Полундра молча стал натягивать китель. Служба для него была прежде всего.
ГЛАВА 4
Электрический чайник, закипев, засвистел тихо и уныло. Отставной капитан-лейтенант Александр Назаров с трудом поднялся со стула, опираясь на палочку, подошел к столу, дрожащими руками выдернул шнур из розетки. Стал наливать кипяток в фарфоровую кружку, куда уже были положены пакетик с заваркой и сахар. После этого старик снова тяжело уселся на стул, рядом с дымящимся стаканом чая, и стал ждать, пока тот заварится, машинально глядя на стену прямо перед собой.
Там, у стены, стоял небольшой секретер. А на нем находился искусно изготовленный макет подводной лодки. Со знанием дела были скопированы сигарообразный корпус, рубка, перископ, вся палубная архитектура воспроизведена со скрупулезной точностью человека, знакомого с конструкцией подводного крейсера не понаслышке. На борту макета белой краской была выведена надпись: «К-31». За макетом, прислоненная к стене, находилась фотография – копия той, что висела на стене в доме Полундры. Так же торжественно замер на палубе субмарины весь ее экипаж во главе с командиром Андреем Павловым. Так же блестела обрамленная траурной каймой надпись «Памяти экипажа ПЛ К-31». Только фамилии каплея Назарова в списке погибших не было.
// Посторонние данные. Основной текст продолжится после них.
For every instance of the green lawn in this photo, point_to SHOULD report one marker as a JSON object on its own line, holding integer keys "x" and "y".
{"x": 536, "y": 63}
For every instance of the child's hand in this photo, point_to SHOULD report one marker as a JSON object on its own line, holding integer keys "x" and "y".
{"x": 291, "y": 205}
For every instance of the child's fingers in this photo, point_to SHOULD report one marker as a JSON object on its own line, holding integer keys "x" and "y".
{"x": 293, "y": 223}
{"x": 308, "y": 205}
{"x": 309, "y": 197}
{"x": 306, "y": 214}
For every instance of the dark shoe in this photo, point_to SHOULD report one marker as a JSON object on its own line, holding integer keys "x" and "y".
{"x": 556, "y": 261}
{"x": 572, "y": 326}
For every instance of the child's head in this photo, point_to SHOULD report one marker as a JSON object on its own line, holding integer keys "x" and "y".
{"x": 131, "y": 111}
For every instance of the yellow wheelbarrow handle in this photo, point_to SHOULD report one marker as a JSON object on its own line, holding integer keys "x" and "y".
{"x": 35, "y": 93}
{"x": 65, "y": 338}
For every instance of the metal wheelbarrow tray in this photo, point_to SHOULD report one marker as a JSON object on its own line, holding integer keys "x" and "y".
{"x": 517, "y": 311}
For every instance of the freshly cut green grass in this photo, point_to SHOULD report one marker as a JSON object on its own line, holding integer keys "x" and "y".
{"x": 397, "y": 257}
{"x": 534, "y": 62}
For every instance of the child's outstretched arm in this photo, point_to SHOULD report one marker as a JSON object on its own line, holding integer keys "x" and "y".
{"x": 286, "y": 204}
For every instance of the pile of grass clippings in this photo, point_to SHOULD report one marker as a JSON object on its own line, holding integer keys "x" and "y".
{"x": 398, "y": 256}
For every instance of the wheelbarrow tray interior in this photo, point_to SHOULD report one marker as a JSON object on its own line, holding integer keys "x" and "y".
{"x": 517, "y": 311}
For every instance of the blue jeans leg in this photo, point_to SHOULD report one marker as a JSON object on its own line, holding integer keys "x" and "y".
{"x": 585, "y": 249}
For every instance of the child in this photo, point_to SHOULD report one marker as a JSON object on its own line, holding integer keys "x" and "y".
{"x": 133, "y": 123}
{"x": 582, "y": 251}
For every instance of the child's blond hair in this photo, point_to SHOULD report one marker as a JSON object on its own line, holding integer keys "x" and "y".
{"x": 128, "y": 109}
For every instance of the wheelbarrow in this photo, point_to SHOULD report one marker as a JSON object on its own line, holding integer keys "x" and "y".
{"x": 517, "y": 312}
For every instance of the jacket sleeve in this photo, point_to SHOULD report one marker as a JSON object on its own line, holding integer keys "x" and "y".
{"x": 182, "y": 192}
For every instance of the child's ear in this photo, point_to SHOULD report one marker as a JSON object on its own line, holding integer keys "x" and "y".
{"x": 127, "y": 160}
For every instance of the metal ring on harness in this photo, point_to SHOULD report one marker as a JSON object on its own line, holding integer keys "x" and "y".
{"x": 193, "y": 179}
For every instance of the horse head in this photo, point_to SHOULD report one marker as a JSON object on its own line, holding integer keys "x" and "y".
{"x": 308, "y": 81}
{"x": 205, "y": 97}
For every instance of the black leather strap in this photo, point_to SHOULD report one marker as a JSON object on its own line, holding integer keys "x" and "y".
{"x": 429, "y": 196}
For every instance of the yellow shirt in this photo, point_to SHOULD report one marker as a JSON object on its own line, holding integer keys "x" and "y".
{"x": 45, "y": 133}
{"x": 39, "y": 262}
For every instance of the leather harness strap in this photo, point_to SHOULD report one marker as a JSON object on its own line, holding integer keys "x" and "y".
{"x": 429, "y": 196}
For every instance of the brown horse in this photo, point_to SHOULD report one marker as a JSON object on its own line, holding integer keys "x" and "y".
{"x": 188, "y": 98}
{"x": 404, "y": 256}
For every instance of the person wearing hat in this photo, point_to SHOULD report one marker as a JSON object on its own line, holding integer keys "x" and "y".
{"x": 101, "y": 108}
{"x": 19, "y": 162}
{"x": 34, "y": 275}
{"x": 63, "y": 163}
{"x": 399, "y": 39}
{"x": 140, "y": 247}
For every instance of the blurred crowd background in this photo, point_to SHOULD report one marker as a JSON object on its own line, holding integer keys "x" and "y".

И сторонний наблюдатель только с очень большим трудом узнал бы в худеньком, вытянувшемся по стойке смирно на палубе лодки лейтенанте нынешнего обрюзгшего старика с распухшим от тяжелой болезни телом.
Внезапный взрыв пророкотал глухо, гулко, но отменно зловеще. Подводная лодка содрогнулась всем своим могучим телом, ее сильно качнуло в сторону, на мгновение свет, тускло озарявший отсеки, погас, а зажегшись вновь, высветил животный ужас на лицах замерших на своих постах членов команды.
Находившийся во время взрыва в четвертом отсеке каплей Назаров вынужден был, чтобы не упасть, ухватиться за какую-то подвернувшуюся под руку трубу. В следующий момент он почувствовал, как пол словно уходит у него из-под ног и лодка стремительно кренится назад, образуя дифферент на корму. И в тот же миг до слуха его дошел самый страшный из звуков, которые когда-либо приходится слышать подводнику: звук тихо булькающей, журчащей воды.
– Забортная вода поступает! – вдруг истошно завопил молоденький матрос-срочник Дима Александров. – Прочный корпус разгерметизирован. Все, пропали мы!
В этот момент противный вой аварийной сигнализации наполнил замкнутое пространство четвертого отсека и повсюду – на стенах, на потолке – замигали красные аварийные лампочки, как будто экипажу лодки и без того не было ясно, что с ними случилась беда.
– Всем оставаться на своих местах! – Уверенный голос командира подлодки, раздавшийся в динамиках переговорного устройства, казалось, вернул всем надежду на спасение. В едином порыве все, кто находился в отсеке, кинулись к своим предписанным уставом постам, животный ужас на лицах подводников сменился выражением решимости до конца бороться за спасение родной подлодки.